Lyra leur présenta l’histoire qu’elle avait inventée au marché, le jour où le Renard doré et ses soldats étaient venus la chercher chez elle. L’histoire de la petite paysanne qui tombait un jour éperdument amoureuse du prince du royaume. Au moment où la conteuse imita la voix enjôleuse et dangereuse de la reine, celle qui ne voulait pas que son fils épouse une fille de basse condition, le public la hua, complètement absorbé par le récit. C’était pour ce genre de réactions, vives et spontanées, que Lyra aimait son métier. La foule, emportée par une même émotion, un sentiment pur et enfantin, lui donnait des frissons de plaisir.

La paysanne avait à présent accompli les cinq premiers miracles. Il ne lui en manquait plus qu’un. Le plus ardu, le plus dangereux. Terrasser l’ogre d’or, dont la peau est si dure que rien ne la transperce. C’était la partie préférée de Lyra. Elle aimait jouer le rôle de l’ogre benêt et vaniteux. Un double jeu se mit en place : d’un côté, le monstre ne parvenait pas à suivre les assauts répétés et de l’autre, l'héroïne le piquait de ses remarques mordantes.

  • Monsieur l’ogre, commença la petite paysanne, on dit que ta peau est faite d’or, est-ce vrai ? Moi, je n’y crois pas !
  • Pourtant, c’est la stricte vérité. Et c’est ce qui fait que je suis le plus fort de tous les ogres, le plus beau et le plus riche !
  • Prouve-le-moi, alors !

À ce moment, Lyra détailla les nombreux stratagèmes de la petite paysanne pour que l’ogre soit la cause de sa propre perte. Elle lui fit faire des roulades. Elle le fit grimper à la cime des grands arbres de la forêt sombre. Elle le fit courir jusqu’au bout du monde puis revenir, sans prendre aucune pause. Et enfin, elle lui dit de grimper tout en haut de la plus haute montagne. Celle où vivait le grand dragon blanc, le gardien des lieux. Trop orgueilleux pour s’avouer vaincu, l’ogre escalada le flanc de la montagne mais ne redescendit plus jamais. Est-il mort de fatigue ou alors a-t-il été dévoré par le dragon ? Nul ne le saura jamais.

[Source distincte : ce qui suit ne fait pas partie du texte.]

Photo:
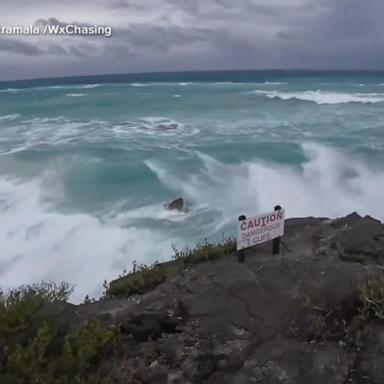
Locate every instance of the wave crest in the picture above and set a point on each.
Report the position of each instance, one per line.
(325, 97)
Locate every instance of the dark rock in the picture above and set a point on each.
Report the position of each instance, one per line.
(279, 319)
(371, 363)
(145, 325)
(361, 241)
(177, 205)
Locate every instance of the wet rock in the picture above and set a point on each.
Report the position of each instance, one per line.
(277, 319)
(371, 364)
(361, 240)
(176, 205)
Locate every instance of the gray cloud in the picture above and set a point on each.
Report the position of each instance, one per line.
(152, 35)
(13, 46)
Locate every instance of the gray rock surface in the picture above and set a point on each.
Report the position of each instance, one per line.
(177, 205)
(274, 319)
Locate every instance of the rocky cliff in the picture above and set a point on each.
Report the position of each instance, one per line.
(312, 314)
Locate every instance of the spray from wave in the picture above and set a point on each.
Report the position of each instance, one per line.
(36, 242)
(325, 97)
(329, 183)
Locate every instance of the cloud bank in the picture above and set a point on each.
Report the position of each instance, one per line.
(168, 35)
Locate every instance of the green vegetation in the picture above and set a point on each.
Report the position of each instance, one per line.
(37, 343)
(204, 252)
(346, 326)
(372, 299)
(143, 279)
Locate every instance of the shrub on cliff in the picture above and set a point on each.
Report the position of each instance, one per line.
(204, 251)
(37, 344)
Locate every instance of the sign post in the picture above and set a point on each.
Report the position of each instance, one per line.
(276, 241)
(259, 229)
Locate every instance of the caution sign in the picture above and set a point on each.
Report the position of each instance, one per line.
(260, 229)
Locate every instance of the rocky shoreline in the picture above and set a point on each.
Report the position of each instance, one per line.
(312, 314)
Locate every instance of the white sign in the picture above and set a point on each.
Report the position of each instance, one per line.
(260, 229)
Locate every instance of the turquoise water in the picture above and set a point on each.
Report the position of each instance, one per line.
(86, 164)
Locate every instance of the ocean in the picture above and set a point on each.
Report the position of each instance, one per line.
(87, 164)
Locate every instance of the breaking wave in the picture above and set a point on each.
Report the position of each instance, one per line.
(9, 117)
(325, 97)
(37, 242)
(75, 94)
(329, 183)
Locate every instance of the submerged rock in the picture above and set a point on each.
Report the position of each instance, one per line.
(176, 205)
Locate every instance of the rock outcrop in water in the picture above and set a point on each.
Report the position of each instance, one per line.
(312, 314)
(176, 205)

Néanmoins ce que nous savons c’est que la petite paysanne épousa l’amour de sa vie, le prince, dont le cœur battait également pour la pourfendeuse d’ogre. La reine fut bien obligée d’accepter leur union et de laisser la paysanne prendre sa place sur le trône.

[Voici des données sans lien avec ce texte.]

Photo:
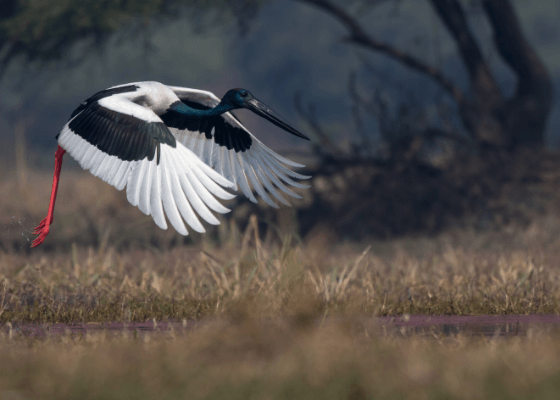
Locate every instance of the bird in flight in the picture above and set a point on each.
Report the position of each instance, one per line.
(174, 149)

  • Et alors que les cloches sonnaient les noces des deux jeunes époux, une pluie de pétales de rose accueillit l’heureux couple.

Ses mots transpercèrent le tissus de l’imagination et une pluie de pétales rouges et jaunes glissaient à présent sur les perruques, chapeaux et autres fantasies des invités émerveillés. Le duc de Lomond, bien au centre de la salle comme le lui avait conseillé Lyra, la salua d’un mouvement de la tête, comme pour la féliciter de sa prestation. Un fin mais élégant sourire sur les lèvres.

Les applaudissements invitèrent Lyra à descendre du balcon et à se joindre à la foule. Tous la félicitaient sur son chemin. Elle était fière d’elle, mais tout de suite, elle rêvait surtout d’un grand verre d’eau et de prendre l’air.

La jeune femme traversa la foule de mondains jusqu’à une grande double fenêtre qui donnait sur la terrasse extérieure. L’air du soir l’agrippa des pieds à la tête. Ce n'était peut-être pas le plus judicieux, sortir les épaules découvertes en plein hiver, mais cela lui fit un bien fou. Le froid mordant la ragaillardit dans l’instant. Mais sa gorge sèche se rappela à son bon souvenir.

  • Vous désirez peut-être boire quelque chose ? proposa le chef de la garde, un verre d'eau dans la main. Et bravo pour votre représentation.